Nie zuvor hat ein deutscher Film bei den Oscars in Los Angeles so viel gewonnen wie die Netflix-Produktion „Im Westen nichts Neues“. Das zweieinhalbstündige Antikriegsepos von Edward Berger gewann bei neun Nominierungen die Trophäen für Musik, Kamera, Szenenbild und als bester internationaler Film.
„Was ich wahnsinnig schön finde: dass es vier Oscars sind. Das ist natürlich mehr, als wir uns je erhofft haben. Wir haben auf einen gehofft“, sagte Regisseur Berger nach der Oscar-Gala, die diesmal ohne Eklat auf offener Bühne vonstattenging. Grünen-Kunst- und -Kulturstaatssekretärin Andrea Mayer gratulierte Kammerer per Aussendung: „Felix Kammerer trägt mit seiner eindringlichen Darstellung der Figur Paul Bäume diese Erzählung über die Sinnlosigkeit und Brutalität des Krieges. Er bringt österreichische Schauspielkunst in die Welt – dafür möchte ich ihm meinen Dank und meine Anerkennung aussprechen.“
Berger hob in seiner Ansprache vor allem die Leistung Kammerers hervor: "Es war dein erster Film – und du hast uns auf deinen Schultern getragen. Ohne dich wäre der Film nichts gewesen. Danke für deine wundervolle Arbeit.“ Kammerer war die Freude darüber deutlich anzusehen. Ein Oscar blieb Österreich jedoch verwehrt: Die verdiente Nominierung von Monika Willi für ihren Schnitt von „Tar“ führte nicht zum Preis.

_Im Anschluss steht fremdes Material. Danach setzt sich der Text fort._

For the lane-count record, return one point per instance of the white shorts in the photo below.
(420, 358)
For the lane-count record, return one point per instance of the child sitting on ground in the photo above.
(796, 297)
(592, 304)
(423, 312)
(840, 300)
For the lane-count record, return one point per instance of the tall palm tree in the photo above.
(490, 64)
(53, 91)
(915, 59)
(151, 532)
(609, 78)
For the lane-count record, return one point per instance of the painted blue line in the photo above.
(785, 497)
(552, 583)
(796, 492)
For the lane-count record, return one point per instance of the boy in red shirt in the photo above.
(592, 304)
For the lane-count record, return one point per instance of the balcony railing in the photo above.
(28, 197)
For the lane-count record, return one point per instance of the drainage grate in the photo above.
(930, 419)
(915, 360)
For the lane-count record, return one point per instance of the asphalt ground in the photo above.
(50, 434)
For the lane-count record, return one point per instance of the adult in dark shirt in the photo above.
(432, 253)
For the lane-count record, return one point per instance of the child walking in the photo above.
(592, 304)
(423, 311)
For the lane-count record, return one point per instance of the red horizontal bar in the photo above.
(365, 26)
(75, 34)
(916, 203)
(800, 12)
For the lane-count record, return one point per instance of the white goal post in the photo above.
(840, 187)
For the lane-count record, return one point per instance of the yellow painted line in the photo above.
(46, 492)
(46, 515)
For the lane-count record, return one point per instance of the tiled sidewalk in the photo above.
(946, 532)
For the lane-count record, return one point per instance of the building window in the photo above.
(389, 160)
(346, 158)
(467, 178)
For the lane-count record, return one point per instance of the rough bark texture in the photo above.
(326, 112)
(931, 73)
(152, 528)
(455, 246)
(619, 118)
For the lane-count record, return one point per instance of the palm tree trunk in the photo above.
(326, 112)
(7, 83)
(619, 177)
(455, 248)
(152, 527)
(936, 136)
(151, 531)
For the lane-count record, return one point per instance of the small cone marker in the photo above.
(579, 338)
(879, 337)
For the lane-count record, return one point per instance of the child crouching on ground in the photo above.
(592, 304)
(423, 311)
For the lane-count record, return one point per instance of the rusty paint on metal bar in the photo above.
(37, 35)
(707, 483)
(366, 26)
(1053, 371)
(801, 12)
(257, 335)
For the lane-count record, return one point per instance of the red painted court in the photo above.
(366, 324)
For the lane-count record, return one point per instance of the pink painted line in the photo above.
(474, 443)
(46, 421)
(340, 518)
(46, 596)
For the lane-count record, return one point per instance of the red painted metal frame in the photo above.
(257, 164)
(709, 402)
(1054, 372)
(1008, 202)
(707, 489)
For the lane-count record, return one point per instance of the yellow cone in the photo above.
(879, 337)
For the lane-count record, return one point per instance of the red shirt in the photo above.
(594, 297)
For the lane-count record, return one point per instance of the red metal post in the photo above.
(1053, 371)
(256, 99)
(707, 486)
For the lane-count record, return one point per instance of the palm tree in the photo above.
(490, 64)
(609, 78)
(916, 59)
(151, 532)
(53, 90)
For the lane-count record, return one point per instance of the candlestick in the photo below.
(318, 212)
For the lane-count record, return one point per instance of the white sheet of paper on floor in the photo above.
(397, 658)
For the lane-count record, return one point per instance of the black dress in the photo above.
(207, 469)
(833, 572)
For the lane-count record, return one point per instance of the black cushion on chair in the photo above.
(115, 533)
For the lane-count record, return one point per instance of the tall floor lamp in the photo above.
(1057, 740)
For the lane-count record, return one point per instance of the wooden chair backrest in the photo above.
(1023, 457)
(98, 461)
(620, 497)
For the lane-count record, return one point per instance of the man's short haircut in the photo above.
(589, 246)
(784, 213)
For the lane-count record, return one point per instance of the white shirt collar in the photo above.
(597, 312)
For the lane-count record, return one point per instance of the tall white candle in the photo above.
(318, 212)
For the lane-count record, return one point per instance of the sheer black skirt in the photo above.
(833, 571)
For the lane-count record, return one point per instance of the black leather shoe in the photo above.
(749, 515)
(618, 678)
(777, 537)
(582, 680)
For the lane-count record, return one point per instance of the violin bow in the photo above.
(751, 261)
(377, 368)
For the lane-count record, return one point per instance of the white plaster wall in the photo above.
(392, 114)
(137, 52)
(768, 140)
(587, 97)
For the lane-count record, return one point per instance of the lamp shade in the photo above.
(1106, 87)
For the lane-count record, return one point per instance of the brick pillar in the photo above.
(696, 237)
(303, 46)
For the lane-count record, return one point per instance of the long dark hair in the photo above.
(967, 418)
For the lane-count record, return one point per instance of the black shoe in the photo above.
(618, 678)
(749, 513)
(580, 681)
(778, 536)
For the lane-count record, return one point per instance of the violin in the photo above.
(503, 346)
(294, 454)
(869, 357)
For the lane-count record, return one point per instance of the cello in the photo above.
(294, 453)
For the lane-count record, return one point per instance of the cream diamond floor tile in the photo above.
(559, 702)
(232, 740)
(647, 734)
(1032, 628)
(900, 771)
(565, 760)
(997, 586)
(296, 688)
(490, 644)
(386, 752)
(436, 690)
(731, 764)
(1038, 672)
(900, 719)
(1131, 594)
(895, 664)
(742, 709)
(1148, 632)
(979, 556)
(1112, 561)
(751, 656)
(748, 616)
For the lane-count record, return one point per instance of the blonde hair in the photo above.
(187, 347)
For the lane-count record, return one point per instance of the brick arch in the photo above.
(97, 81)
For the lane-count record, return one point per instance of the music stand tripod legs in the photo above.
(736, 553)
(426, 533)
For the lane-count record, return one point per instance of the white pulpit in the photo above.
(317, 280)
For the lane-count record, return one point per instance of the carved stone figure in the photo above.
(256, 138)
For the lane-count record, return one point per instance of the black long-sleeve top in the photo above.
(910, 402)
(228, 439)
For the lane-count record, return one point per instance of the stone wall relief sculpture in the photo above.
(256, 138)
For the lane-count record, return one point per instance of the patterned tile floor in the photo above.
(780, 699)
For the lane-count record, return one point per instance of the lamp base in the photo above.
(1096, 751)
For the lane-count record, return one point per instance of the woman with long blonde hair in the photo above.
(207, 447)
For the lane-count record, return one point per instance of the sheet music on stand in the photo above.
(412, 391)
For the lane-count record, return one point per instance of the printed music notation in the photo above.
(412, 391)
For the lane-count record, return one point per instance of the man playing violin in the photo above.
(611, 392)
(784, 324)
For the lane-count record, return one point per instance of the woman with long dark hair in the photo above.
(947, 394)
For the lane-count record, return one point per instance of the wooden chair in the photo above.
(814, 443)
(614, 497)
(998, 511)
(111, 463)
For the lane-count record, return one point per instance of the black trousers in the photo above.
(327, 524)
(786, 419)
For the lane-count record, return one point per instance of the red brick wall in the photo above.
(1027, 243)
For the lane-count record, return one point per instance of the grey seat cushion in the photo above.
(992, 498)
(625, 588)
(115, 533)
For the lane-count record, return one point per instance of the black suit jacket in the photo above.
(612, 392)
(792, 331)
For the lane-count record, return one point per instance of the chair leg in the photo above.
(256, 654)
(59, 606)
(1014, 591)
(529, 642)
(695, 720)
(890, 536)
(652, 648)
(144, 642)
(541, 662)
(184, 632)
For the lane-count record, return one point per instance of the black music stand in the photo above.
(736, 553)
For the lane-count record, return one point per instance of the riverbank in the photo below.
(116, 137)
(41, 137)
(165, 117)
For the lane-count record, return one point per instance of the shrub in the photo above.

„Everything Everywhere All at Once“ räumte ab
Der große Sieger des Abends hieß freilich „Everything Everywhere All at Once“: Die Regisseure Daniel Kwan und Daniel Scheinert wurden sowohl für ihre Regie als auch für das Drehbuch ausgezeichnet, Michelle Yeoh als beste Hauptdarstellerin, Paul Rogers für den Schnitt, Jamie Lee Curtis als beste Nebendarstellerin, Ke Huy Quan als bester Nebendarsteller.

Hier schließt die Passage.